Background: RNS was approved as an adjunctive therapy for drug-resistant focal-onset epilepsy in the USA in November 2013. The success of epilepsy surgery, including RNS, is highly dependent on localization of the epileptogenic zone. MEG, in combination with coherence source imaging (CSI; a measure of oscillating neuronal activity), can be useful in precise surgical mapping. The aim of the present study was to determine whether epileptogenic regions detected by MEG can provide accurate locations for the RNS leads in patients with drug-refractory epilepsy.

Design/Methods: Retrospective analysis of patients with drug resistant temporal lobe epilepsy (TLE) who eventually received RNS and MEG at our center was performed. Data collected as part of the pre-surgical epilepsy work up also included scalp video EEG, MRI, SPECT, PET scan, Phase II EEG monitoring and Wada testing, as appropriate. Postoperative outcome was assessed after one year using Engel classification. Resting-state 15-minute MEG scans filtered 3–50 Hz were analyzed with ECD and CSI. Engel outcomes were compared in patients with and without concordance between localization assessed by MEG-CSI and RNS electrode implantation.

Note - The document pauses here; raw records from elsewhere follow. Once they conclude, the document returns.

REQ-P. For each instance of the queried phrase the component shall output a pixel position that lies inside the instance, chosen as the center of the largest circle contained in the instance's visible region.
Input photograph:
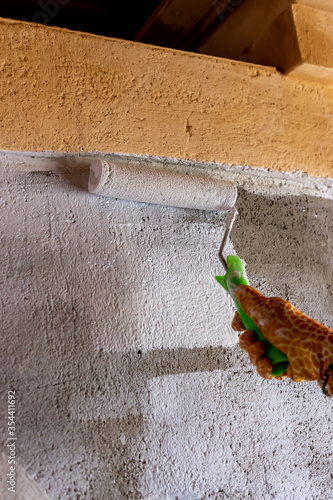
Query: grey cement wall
(130, 383)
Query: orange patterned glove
(307, 343)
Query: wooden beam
(69, 91)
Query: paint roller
(163, 187)
(148, 185)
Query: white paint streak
(118, 341)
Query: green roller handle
(234, 276)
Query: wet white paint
(117, 338)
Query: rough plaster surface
(135, 98)
(130, 382)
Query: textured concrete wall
(68, 91)
(129, 380)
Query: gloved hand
(307, 343)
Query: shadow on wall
(286, 242)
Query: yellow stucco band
(69, 91)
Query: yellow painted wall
(69, 91)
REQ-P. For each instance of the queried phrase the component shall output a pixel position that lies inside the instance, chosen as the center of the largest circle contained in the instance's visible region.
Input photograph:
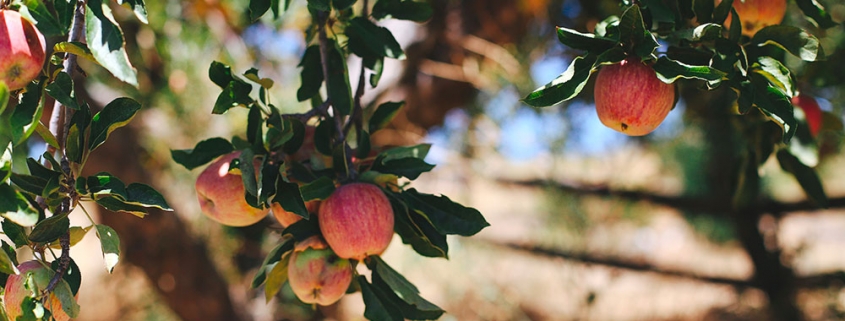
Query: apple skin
(286, 218)
(221, 195)
(357, 221)
(811, 110)
(757, 14)
(23, 50)
(316, 274)
(16, 291)
(631, 99)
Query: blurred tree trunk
(176, 263)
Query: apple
(286, 218)
(357, 221)
(318, 275)
(631, 99)
(221, 195)
(22, 48)
(812, 112)
(16, 290)
(757, 14)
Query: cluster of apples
(632, 100)
(355, 221)
(22, 50)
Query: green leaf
(15, 232)
(564, 87)
(76, 48)
(402, 10)
(62, 89)
(204, 152)
(338, 88)
(138, 7)
(583, 41)
(276, 279)
(25, 118)
(447, 216)
(417, 307)
(115, 115)
(413, 234)
(816, 13)
(776, 73)
(49, 229)
(110, 244)
(383, 115)
(640, 42)
(669, 70)
(312, 74)
(288, 195)
(797, 41)
(704, 32)
(377, 306)
(105, 40)
(71, 275)
(15, 207)
(806, 176)
(272, 258)
(367, 39)
(44, 20)
(258, 8)
(319, 189)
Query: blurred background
(586, 223)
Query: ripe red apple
(357, 221)
(286, 218)
(811, 110)
(22, 48)
(16, 290)
(631, 99)
(757, 14)
(221, 195)
(318, 275)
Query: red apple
(812, 112)
(286, 218)
(16, 290)
(22, 48)
(318, 275)
(221, 195)
(357, 221)
(757, 14)
(631, 99)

Results: A total of 10 patients with RNS implantation in our study underwent pre-surgical MEG. Compared to patients with non-concordant MEG based localization and RNS placement, patients with concordant data had the following outcomes: Engel IV (33.3% vs 50%), Engel III (33.3% vs 25%), Engel II (16.7% vs 25%) and Engel 1 (16.7% vs 0%).

Conclusions: Our study with a small sample size demonstrates a trend towards better outcomes in patients with concordant MEG and RNS data, thereby suggesting a greater role for MEG in pre-surgical mapping for RNS placement. A larger sample size would provide further clarity to this crucial question.